A point to note is that levels 1 and 2 of the CellML model curation
status may be mutually exclusive - in our experience, it is rare for a
paper describing a model to contain no typographical errors or
omissions.  In this situation, Version 1 of a CellML model usually
satisfies curation level 1 in that it reflects the model as it is
described in the publication - errors included, while subsequent
versions of the CellML model break the requirements for meeting level 1
curation in order to meet the standards of level 2.  Taking this idea
further, this means that a model with 2 yellow stars doesn't necessarily
meet the requirements of level 1 curation but it does meet the
requirements of level 2.  Hopefully this conflict will be resolved when
we replace the current star system with a more meaningful set of
curation annotations.

Ultimately, we would like to encourage the scientific modeling community
- including model authors, journals and publishing houses - to publish
their models in CellML code in the Auckland Physiome Repository
concurrent with the publication of the printed article. This will
eliminate the need for code-to-text-to-code translations and thus avoid
many of the errors which are introduced during the translation process.

CellML Model Simulation: the Theory and Practice
================================================

As part of the process of model curation, it is important to know what
tools were used to simulate (run) the model and how well the model runs
in a specific simulation environment.
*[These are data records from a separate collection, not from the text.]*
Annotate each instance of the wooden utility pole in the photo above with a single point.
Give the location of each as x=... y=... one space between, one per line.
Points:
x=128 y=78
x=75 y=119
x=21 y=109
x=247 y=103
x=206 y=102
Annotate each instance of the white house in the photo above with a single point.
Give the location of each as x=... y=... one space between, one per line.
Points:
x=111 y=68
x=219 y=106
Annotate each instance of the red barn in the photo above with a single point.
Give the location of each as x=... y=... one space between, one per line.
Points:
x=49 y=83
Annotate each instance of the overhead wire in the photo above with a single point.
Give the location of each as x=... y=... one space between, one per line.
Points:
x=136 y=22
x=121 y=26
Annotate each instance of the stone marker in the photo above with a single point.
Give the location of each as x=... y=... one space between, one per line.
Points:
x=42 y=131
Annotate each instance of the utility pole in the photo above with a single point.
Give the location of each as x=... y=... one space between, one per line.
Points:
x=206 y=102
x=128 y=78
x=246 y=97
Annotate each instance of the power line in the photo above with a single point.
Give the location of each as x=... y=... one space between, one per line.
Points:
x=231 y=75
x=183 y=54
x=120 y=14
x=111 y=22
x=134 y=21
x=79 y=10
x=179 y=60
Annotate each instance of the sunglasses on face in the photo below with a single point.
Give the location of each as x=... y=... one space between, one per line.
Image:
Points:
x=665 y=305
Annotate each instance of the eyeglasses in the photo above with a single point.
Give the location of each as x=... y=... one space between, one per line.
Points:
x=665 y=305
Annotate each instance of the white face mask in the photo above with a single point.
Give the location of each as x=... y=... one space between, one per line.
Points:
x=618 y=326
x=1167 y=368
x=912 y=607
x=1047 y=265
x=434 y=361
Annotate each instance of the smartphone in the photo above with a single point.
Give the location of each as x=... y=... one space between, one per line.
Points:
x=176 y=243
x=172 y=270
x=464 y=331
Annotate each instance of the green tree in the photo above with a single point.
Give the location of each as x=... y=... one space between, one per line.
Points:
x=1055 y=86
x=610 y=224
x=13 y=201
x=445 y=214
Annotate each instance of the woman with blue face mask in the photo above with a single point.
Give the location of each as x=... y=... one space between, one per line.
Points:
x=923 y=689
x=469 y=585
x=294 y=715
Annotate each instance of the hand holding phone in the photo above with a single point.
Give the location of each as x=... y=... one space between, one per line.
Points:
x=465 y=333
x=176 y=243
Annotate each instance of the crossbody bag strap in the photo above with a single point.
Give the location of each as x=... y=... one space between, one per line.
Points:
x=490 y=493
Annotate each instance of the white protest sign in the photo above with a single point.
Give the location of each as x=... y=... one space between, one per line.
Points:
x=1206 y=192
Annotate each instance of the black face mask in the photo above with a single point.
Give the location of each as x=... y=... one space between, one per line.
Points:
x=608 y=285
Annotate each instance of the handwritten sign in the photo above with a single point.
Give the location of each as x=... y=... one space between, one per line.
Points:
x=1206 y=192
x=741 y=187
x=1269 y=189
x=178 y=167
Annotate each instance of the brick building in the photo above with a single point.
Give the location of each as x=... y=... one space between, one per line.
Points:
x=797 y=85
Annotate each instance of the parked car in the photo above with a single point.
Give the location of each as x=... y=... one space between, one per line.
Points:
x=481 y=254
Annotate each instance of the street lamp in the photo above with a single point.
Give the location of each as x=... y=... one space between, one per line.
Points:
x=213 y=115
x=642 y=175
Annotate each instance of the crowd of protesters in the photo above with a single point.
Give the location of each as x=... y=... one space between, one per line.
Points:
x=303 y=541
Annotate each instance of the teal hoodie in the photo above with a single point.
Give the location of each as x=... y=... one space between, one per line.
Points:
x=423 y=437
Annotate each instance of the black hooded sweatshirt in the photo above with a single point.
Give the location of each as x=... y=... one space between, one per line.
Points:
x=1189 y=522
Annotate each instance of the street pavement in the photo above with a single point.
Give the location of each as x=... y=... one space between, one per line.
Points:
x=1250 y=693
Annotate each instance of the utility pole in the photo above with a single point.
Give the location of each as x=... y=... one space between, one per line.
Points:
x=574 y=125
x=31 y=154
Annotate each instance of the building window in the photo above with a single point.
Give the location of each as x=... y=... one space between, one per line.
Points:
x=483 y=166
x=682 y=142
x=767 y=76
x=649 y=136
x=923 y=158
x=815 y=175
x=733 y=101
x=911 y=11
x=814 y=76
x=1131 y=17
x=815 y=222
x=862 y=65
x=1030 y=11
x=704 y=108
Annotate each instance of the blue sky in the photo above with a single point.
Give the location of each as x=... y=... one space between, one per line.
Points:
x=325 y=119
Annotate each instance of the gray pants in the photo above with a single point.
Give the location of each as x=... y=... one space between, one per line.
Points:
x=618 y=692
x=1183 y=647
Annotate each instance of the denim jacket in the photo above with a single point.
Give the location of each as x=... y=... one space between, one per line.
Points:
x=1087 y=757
In this case, the theory and the
practice are essentially the same thing, and carry out a series of
simulation steps which then translate into a confidence level as part of
a simulator's metadata for each model. The four confidence levels are
defined as:

- Level 0: not curated (no stars);
- Level 1: the model loads and runs in the specified simulation
  environment (1 star);
- Level 2: the model produces results that are qualitatively similar to
  those previously published for the model (2 stars);
- Level 3: the model has been quantitatively and rigorously verified as
  producing identical results to the original published model (3 stars).